Atomic Write Implementation (in entrypoint.sh):

# Function to write collated file atomically
atomic_write_collated() {
    local output_file=$1
    local temp_file="${output_file}.tmp"
    
    # kernel_indexer writes to temp file first
    # Then we validate and rename atomically
    if [ -f "$temp_file" ]; then
        # Validate JSON
        if jq '.' "$temp_file" >/dev/null 2>&1; then
            # Atomic rename (single filesystem operation)
            mv "$temp_file" "$output_file"
            return 0
        else
            echo "ERROR: Invalid JSON in $temp_file" >&2
            rm -f "$temp_file"
            return 1
        fi
    fi
    return 1
}

# After collate command:
atomic_write_collated "$OUTPUT_DIR/collated_manifests.json"
atomic_write_collated "$OUTPUT_DIR/package_index.json"

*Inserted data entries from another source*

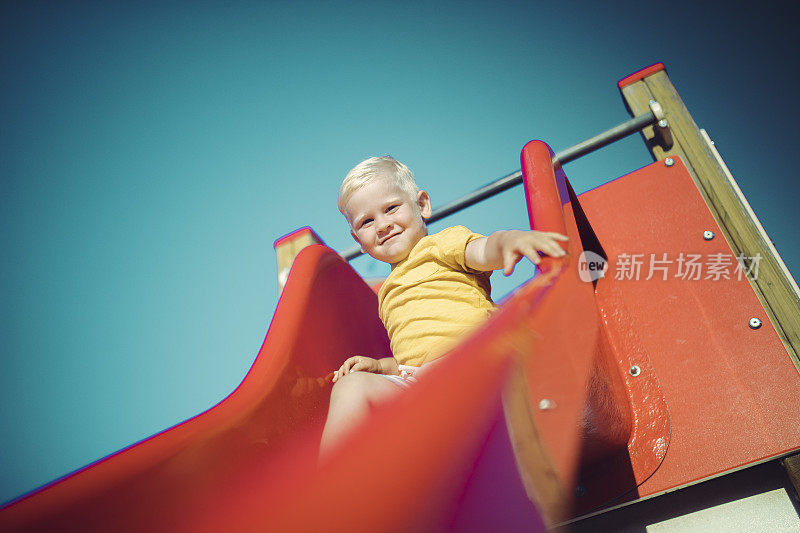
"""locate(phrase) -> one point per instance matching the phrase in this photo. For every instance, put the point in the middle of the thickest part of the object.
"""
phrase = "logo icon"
(591, 266)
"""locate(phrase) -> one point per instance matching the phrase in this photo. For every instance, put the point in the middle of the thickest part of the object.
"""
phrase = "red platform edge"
(295, 234)
(640, 75)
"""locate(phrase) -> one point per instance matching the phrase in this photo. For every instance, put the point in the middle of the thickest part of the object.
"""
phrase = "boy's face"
(385, 221)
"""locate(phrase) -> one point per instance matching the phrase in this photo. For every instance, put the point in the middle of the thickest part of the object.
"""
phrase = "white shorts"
(406, 377)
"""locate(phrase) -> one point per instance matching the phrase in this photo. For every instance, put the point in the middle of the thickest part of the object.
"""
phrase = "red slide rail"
(438, 457)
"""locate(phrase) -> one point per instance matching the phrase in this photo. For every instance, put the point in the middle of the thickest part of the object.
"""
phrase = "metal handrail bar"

Alternative: Direct Atomic Write:

  • Modify entrypoint to redirect kernel_indexer output to temp files
  • Validate and rename atomically
  • Ensures no partial reads by other services

Web Server Configuration:

  • Update web server to read from kernel repository mount
  • Option 1: Mount kernel repo to /app/data and use default paths
  • Option 2: Use environment variables:
    • COLLATED_MANIFESTS_PATH=/sw/icrn/jupyter/icrn_ncsa_resources/Kernels/collated_manifests.json
    • PACKAGE_INDEX_PATH=/sw/icrn/jupyter/icrn_ncsa_resources/Kernels/package_index.json

Concurrency Considerations:

  • If multiple indexers could run simultaneously, add lock file mechanism
  • Use flock or similar to ensure only one indexer runs at a time
  • Lock file: $KERNEL_ROOT/.indexing.lock

Questions to Resolve

  1. Output Location:

    • Should output be written to kernel repo root or separate location?
    • Resolution: Default to kernel repo root (simpler, single source of truth). Allow override via OUTPUT_DIR if needed.
  2. Language Filtering:

    • Should the cron job index all languages or be configurable?
    • Resolution: Make it configurable via LANGUAGE_FILTER env var, default to all languages
  3. Indexing Strategy:

    • Full re-index every time or incremental?
    • Resolution: Start with full re-index (simpler), enhance later if needed
  4. Failure Handling:

    • What happens if indexing fails partially?
    • Resolution: Fail fast - exit immediately on any error with non-zero code. No retries within the same job run. The cron schedule (likely hourly) will trigger the next attempt. Partial writes to individual manifests are acceptable (they'll be overwritten on next successful run). Kubernetes restartPolicy: Never ensures no automatic retries.
  5. Web Server Refresh:

    • How does web server know to reload files?
    • Resolution: Web server already has hourly auto-reload, plus manual refresh endpoint. Files are written atomically so reloads are safe.
  6. File Locking:

    • Do we need file locking during writes?
    • Resolution: Atomic writes (temp + rename) should be sufficient. If multiple indexers run concurrently, consider adding lock file mechanism.